The McIntyre Community Building was constructed in Schumacher, (Timmins) Ontario, Canada in 1938.The arena (commonly known as the "Mac") contains approximately 1300 seats and has a total capacity of 1931 including standing room. It is currently home to the Timmins Majors AAA Midget Hockey Club which plays in the Great North Midget Hockey League and the Timmins Rock hockey club which plays in the Northern Ontario Junior Hockey League.

In January 2008, a "McIntyre Ad Hoc Committee" was formed to examine ways to reduce the operating deficit and explore possible upgrades to the aging building.  Some of the recent renovations include the replacement of all of the arena seats, the installation of a new centre ice scoreboard, and a refurbished box office.  The McIntyre Arena was the main venue for the 2010 World U-17 Hockey Challenge held between December 29, 2009 and January 4, 2010.

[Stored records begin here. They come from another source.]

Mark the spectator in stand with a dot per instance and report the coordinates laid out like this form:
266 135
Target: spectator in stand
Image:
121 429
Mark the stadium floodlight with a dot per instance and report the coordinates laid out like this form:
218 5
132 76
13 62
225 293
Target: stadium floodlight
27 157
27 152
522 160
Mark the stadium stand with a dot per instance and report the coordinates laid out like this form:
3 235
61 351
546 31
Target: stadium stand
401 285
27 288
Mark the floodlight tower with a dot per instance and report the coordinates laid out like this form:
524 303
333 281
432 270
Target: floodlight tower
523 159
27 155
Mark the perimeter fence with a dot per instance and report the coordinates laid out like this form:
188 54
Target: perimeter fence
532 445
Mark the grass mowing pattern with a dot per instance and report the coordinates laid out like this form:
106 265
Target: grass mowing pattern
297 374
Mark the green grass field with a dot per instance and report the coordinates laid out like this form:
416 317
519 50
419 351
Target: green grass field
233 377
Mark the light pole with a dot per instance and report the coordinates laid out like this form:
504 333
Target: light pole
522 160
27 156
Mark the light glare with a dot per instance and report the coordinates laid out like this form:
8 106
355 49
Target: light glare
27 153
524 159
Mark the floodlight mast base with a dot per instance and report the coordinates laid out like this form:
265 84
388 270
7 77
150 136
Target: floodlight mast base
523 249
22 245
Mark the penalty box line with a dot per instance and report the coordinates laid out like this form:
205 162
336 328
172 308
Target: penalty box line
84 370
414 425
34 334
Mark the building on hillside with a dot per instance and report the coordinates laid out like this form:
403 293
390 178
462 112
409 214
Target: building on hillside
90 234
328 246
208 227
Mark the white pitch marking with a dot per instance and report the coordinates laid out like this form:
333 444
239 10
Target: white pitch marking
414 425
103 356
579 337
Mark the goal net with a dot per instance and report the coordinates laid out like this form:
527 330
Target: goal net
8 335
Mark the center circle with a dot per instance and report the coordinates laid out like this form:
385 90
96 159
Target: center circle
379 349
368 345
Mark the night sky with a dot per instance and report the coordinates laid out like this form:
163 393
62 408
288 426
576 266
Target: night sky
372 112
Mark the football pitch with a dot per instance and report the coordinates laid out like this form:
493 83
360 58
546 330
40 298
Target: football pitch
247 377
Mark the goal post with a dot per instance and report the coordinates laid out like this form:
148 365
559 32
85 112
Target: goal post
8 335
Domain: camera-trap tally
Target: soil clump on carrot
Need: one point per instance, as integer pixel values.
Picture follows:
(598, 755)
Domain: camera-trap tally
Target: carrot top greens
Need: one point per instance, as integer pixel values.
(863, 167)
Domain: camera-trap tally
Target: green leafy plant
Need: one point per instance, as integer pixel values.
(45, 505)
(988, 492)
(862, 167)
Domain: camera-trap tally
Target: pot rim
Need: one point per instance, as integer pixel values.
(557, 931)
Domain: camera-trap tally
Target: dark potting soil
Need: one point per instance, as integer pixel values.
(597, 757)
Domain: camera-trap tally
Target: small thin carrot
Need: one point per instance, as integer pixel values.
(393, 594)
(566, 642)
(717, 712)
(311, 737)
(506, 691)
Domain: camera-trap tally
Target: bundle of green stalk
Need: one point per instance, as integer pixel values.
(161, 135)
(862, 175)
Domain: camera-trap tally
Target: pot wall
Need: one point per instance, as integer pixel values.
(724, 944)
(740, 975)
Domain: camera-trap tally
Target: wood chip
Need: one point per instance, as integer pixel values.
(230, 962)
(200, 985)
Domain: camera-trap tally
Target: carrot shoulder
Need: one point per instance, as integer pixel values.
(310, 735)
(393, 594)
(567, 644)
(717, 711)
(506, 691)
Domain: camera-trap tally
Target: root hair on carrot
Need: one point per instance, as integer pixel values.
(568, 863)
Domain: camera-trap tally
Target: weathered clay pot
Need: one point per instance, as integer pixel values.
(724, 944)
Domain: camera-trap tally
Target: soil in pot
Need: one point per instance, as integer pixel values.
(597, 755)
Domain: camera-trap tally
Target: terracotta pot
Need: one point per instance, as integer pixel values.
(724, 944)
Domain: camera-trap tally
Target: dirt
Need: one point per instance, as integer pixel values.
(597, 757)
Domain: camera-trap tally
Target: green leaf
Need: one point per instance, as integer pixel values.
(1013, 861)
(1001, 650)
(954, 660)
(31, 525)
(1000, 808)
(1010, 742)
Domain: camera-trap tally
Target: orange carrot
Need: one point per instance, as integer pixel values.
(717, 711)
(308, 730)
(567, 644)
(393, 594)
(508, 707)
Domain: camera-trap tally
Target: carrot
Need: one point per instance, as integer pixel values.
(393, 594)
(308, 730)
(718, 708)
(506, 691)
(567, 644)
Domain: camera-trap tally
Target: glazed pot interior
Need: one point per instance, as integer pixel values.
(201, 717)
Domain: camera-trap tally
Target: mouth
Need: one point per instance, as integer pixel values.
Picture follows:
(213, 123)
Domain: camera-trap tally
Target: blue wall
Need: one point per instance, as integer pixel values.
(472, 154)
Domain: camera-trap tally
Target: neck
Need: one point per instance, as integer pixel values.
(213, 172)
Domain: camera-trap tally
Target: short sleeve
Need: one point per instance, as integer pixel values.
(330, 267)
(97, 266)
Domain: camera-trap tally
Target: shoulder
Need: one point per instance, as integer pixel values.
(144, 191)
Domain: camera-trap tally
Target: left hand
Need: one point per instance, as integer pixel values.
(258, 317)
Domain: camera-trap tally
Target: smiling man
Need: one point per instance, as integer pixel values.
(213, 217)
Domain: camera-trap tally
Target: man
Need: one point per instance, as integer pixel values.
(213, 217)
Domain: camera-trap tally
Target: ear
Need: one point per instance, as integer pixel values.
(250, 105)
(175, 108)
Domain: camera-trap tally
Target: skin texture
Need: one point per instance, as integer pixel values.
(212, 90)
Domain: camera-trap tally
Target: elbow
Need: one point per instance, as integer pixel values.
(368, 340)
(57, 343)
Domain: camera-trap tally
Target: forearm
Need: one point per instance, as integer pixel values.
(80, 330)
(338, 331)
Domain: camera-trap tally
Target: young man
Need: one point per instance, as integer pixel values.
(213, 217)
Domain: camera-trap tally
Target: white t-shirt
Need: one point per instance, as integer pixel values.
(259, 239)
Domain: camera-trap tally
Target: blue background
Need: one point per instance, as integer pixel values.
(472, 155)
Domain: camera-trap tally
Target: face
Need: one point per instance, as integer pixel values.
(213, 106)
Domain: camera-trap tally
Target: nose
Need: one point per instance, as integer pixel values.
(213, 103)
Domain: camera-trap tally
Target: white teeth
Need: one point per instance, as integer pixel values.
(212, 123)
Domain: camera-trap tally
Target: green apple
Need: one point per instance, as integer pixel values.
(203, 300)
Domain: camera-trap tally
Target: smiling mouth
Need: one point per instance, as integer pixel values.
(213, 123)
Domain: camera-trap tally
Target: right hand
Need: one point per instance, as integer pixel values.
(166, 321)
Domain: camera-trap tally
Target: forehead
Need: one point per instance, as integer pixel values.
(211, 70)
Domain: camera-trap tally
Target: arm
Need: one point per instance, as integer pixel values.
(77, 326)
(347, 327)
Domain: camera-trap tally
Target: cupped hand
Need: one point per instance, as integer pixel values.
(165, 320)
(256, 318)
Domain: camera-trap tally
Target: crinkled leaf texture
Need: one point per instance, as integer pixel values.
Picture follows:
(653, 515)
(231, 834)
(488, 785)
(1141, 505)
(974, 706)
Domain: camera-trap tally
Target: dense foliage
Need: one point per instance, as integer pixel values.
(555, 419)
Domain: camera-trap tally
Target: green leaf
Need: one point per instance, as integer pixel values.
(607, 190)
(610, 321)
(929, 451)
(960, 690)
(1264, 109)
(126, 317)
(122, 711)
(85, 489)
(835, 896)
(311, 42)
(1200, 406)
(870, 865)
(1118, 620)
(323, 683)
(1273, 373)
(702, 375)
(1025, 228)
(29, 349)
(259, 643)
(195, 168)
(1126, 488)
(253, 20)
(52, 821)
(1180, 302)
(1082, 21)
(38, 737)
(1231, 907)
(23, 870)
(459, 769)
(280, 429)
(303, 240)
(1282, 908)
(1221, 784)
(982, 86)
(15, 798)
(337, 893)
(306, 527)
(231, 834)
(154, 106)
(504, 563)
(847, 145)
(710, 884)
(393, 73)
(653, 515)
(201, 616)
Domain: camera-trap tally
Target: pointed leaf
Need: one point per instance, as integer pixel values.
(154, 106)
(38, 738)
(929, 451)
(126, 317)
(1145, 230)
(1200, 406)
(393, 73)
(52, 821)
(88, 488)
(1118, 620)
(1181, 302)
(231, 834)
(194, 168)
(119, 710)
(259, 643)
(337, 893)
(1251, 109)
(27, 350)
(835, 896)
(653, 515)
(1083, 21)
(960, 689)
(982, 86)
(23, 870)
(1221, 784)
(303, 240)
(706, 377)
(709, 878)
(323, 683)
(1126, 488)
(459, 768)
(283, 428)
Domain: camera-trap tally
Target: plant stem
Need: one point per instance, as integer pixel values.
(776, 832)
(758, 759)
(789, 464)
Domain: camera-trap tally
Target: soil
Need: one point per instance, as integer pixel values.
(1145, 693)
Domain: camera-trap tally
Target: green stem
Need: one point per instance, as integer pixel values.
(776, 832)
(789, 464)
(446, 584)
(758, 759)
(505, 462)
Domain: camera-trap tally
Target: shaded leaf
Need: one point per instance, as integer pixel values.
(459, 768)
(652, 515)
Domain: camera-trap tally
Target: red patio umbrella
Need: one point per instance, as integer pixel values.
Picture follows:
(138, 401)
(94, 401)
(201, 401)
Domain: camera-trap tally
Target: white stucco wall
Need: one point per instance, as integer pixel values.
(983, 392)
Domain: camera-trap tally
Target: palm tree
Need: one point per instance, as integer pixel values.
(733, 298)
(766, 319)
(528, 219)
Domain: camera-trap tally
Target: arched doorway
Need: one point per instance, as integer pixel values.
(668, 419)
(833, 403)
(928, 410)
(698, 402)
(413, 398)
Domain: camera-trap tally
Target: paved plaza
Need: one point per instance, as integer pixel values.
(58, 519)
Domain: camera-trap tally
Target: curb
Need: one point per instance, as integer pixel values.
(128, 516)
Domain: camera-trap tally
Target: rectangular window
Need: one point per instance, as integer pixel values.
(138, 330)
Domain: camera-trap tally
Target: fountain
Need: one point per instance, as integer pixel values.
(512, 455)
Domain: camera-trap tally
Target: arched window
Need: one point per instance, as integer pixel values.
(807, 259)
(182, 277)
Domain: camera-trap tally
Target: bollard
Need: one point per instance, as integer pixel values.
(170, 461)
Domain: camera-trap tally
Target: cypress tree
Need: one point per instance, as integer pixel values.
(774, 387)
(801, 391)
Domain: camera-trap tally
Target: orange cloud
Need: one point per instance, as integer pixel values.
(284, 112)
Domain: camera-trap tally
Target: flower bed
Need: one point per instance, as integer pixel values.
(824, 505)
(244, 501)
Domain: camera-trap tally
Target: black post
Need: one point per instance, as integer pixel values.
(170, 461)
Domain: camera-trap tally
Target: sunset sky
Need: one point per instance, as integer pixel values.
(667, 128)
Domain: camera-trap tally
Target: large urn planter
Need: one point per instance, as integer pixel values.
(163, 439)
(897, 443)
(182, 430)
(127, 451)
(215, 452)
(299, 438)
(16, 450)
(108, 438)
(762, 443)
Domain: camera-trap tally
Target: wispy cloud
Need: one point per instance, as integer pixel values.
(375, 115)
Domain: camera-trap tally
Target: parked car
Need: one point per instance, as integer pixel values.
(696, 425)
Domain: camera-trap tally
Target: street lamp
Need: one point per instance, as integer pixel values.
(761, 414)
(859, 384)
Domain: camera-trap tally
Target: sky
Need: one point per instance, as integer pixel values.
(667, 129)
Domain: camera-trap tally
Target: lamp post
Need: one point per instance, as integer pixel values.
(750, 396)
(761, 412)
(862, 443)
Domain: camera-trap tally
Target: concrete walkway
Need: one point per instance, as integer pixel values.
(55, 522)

The arena's seating capacity (approx. 1,300) is small by today's standards for a city the size of Timmins (pop. approx. 45,000).  Most communities of comparable size in Canada have a main arena seating capacity in the 3,000-5,000 range.  In order to host a junior hockey team or other major tenant, the city may need to expand the Mac and triple its seating capacity to approx. 4,000 seats.  This would facilitate larger events such as concerts, ice shows, and other sporting events.